Lab5 Page 2 Video

David Ross

22 Apr 202404:30

Summary

TLDRIn this tutorial, the process of setting up and debugging a microcontroller project in Kyle Studio Cloud is demonstrated. The user clones the Lab 5B project, sets the target to Freedom K64, and connects the hardware. Key debugging techniques such as using volatile variables, breakpoints, and stepping through the code are discussed. The project involves reading analog data from a potentiometer and displaying the resulting voltage on an LCD, formatted to three decimal places.
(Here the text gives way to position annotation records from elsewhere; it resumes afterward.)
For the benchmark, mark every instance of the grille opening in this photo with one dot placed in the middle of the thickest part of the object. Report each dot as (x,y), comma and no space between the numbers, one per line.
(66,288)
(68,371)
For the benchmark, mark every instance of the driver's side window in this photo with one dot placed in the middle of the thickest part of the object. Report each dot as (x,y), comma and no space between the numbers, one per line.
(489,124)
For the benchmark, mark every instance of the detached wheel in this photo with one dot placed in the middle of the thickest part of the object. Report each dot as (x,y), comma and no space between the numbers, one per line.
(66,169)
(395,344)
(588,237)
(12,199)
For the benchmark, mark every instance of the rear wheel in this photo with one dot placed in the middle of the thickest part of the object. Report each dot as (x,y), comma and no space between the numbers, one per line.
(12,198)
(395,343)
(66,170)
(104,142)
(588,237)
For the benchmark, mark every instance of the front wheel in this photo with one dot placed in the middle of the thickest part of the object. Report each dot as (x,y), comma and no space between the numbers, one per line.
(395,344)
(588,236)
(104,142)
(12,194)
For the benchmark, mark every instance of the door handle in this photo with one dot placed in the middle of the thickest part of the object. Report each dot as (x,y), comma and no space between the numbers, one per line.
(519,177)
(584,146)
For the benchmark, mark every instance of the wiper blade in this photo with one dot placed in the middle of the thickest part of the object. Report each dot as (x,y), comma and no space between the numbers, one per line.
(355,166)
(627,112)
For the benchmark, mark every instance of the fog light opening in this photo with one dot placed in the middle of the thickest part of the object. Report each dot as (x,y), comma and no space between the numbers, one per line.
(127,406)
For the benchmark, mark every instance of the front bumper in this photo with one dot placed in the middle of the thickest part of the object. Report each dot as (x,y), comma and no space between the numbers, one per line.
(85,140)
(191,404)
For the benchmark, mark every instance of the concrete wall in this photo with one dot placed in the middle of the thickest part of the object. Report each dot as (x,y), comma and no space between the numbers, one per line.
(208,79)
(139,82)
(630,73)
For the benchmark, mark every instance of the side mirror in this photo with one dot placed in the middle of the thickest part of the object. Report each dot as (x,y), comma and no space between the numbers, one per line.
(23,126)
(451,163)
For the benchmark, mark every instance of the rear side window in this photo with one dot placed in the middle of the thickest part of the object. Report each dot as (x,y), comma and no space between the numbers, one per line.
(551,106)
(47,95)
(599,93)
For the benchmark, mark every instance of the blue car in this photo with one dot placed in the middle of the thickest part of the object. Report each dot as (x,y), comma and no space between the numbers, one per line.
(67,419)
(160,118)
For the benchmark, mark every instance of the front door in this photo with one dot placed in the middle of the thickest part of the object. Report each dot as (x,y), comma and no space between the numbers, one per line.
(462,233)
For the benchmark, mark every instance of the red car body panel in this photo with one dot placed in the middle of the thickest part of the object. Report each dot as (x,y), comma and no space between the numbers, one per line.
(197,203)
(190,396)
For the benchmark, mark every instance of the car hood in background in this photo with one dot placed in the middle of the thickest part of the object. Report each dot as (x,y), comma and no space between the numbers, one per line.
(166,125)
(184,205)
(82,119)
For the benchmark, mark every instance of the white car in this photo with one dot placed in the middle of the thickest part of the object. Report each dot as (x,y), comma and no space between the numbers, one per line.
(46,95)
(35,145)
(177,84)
The step-by-step debugging process allows users to observe how variables change in real-time and how data is presented on the display.

Takeaways

😀 Cloning the lab project and setting the build target to Freedom K64 are essential initial steps for the microcontroller setup.
😀 Connecting the hardware to the Freedom K64 is necessary for debugging and testing the program.
😀 Debugging the project involves setting breakpoints to observe variable behavior during runtime.
😀 The 'volatile' keyword is used for variables to ensure proper debugging and prevent the compiler from optimizing them incorrectly.
😀 Variables in embedded systems (like RAM and registers) can show random values before initialization, requiring debugging step-by-step.
😀 The program reads analog input (from a potentiometer) and converts it into a floating-point value between 0 and 1.
😀 The raw floating-point value is then scaled to a range of 0 to 3.3V, which corresponds to the voltage range for the LCD display.
😀 LCD updates are done by clearing the screen and positioning the cursor, followed by printing the formatted voltage reading.
😀 If debug mode shows experimental issues, logging out and back into the tool typically resolves 99.99% of the problems.
😀 Proper variable initialization ensures that garbage or random values are cleared from the LCD, and the correct readings are displayed.
😀 By the end of the debug process, the program shows the formatted voltage value on the LCD, demonstrating real-time data from the potentiometer.

Q & A

What is the first step in the lab procedure described in the transcript?
-The first step is to right-click and copy the link, then go to Kyle Studio Cloud and clone the project by pasting the link.
What hardware is being used in this lab?
-The hardware used in the lab is the Freedom K64 microcontroller.
Why is it important to set the build target to Freedom K64?
-Setting the build target to Freedom K64 ensures that the project is correctly configured to work with the specific hardware, ensuring proper functionality.
What issue might arise during debugging, and how can it be resolved?
-Since the debug feature is experimental, users might face issues. A potential solution is to log out of Kyle Studio Cloud and log back in, which should resolve most debugging problems.
How is raw data from the potentiometer (pot) being processed in the script?
-The raw data from the potentiometer is read using the 'read' function for analog input, which returns a value between 0 and 1.0 as a floating-point number. This value is then multiplied by 3.3 to represent the voltage range from 0 to 3.3 volts.
What is the purpose of the 'volatile' keyword in the script?
-The 'volatile' keyword ensures that variables are not optimized by the compiler and are accessed directly from memory, which is important for debugging in embedded systems like microcontrollers.
What does the program do once the variables are set as 'volatile'?
-Once the variables are set as 'volatile', the program can then step through the code during debugging, allowing for accurate tracking of changes in variables such as buffer and voltage.
What is the significance of the breakpoints in the debugging process?
-Breakpoints are used to pause the program at specific lines, allowing the user to inspect and monitor variable values and program flow. This helps in troubleshooting and verifying the behavior of the code.
What does the LCD display on the Freedom K64 show after the breakpoints are reached?
-After reaching the breakpoints, the LCD shows the message 'reading voltage' followed by the actual voltage value (e.g., 0.983), formatted with a 5.3 floating-point precision.
Why is the LCD color changed to blue during debugging?
-The LCD color is changed to blue during debugging to visually indicate a different state or phase in the program, helping users differentiate between different stages of the process.